E eu? Curiosamemre não havia intimidade. Não havia liberdade. Não havia relação. Mas havia plateia. E, com plateia, sempre aparece um comediante

Eu engolia. Seguia.

Nos anos 90, bullying não era tratado como problema. Era visto quase como método pedagógico alternativo. Uma espécie de “forja de caráter” não regulamentada.

Só que certas coisas não passam.

Elas acumulam. E um dia… transbordam.

Aconteceu numa aula qualquer. Durante a chamada, o sujeito atrás de mim resolveu repetir o ritual:

— Responde aí, Bambi…

Dessa vez, não teve filtro. Foi reflexo. Raiva acumulada em estado bruto. Dei uma cotovelada na carteira dele.

A mesa avançou no peito do sujeito com uma convicção que eu, honestamente, não sabia que tinha.

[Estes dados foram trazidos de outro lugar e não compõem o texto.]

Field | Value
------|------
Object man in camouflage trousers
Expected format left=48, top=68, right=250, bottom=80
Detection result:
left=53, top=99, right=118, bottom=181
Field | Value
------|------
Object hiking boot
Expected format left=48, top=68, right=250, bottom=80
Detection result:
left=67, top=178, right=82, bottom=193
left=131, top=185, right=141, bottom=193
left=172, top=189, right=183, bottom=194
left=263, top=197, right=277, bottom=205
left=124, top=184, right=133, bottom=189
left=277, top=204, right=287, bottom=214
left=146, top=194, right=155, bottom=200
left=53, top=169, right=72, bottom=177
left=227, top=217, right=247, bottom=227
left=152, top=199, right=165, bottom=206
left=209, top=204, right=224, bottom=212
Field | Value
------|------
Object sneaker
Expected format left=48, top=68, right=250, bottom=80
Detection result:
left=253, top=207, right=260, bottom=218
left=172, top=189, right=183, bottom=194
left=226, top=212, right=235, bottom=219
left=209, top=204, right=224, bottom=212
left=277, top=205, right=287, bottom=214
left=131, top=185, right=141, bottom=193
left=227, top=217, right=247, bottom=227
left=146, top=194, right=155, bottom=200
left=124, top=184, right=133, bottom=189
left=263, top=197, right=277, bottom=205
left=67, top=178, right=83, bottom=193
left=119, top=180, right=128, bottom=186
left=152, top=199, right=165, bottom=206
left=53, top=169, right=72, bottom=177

Levantei. Fiquei de frente pra ele. E, mesmo sendo alguém que sempre evitou conflito… eu me impus. Olhei bem e disse:

— Experimenta me chamar de Bambi de novo.

O rapaz ficou branco. Depois vermelho. Depois uma mistura de tudo. E, ali, pela primeira vez, o silêncio venceu a piada. A atenção da sala convergiu pro canto onde eu sentava.

O professor interveio. Mandou sentar. E a aula seguiu. Mas, dentro de mim, o cenário era outro. Passei o resto do tempo pensando:

“Pronto. Agora vou ter que brigar.”

E pior:

“Vou apanhar.”

Porque o sujeito era maior. E a coragem que aparece no impulso… costuma desaparecer na antecipação. Mas, naquele momento, já não importava.

Se fosse pra apanhar… que pelo menos servisse pra encerrar a história.

Fim da aula. Eu já me preparando mentalmente pro pior. Quando ele se aproxima e diz:

— Geison… me desculpa, cara. Entrei na onda. Não quero encrenca com você.

Ali, aconteceu algo curioso. Ele achou que eu era perigoso. E eu sabia que estava apavorado.

Mas, ainda assim… funcionou.

A partir daquele dia, ninguém mais me chamou de Bambi. Parte por intervenção da escola. Parte por bom senso tardio.

Mas, principalmente… pela impressão que ficou. Não me orgulho da forma. Mas reconheço o efeito.

E foi ali que aprendi uma coisa que, até hoje, me incomoda admitir:

nem tudo se resolve na diplomacia.

Às vezes, o discurso não chega. A lógica não convence. A razão não atravessa.

E, nesses casos… uma cotovelada bem dada numa mesapode abrir um diálogo que palavras nunca abririam.

A ironia?

A paz não veio pela força. Mas pelo medo de que eu tivesse força.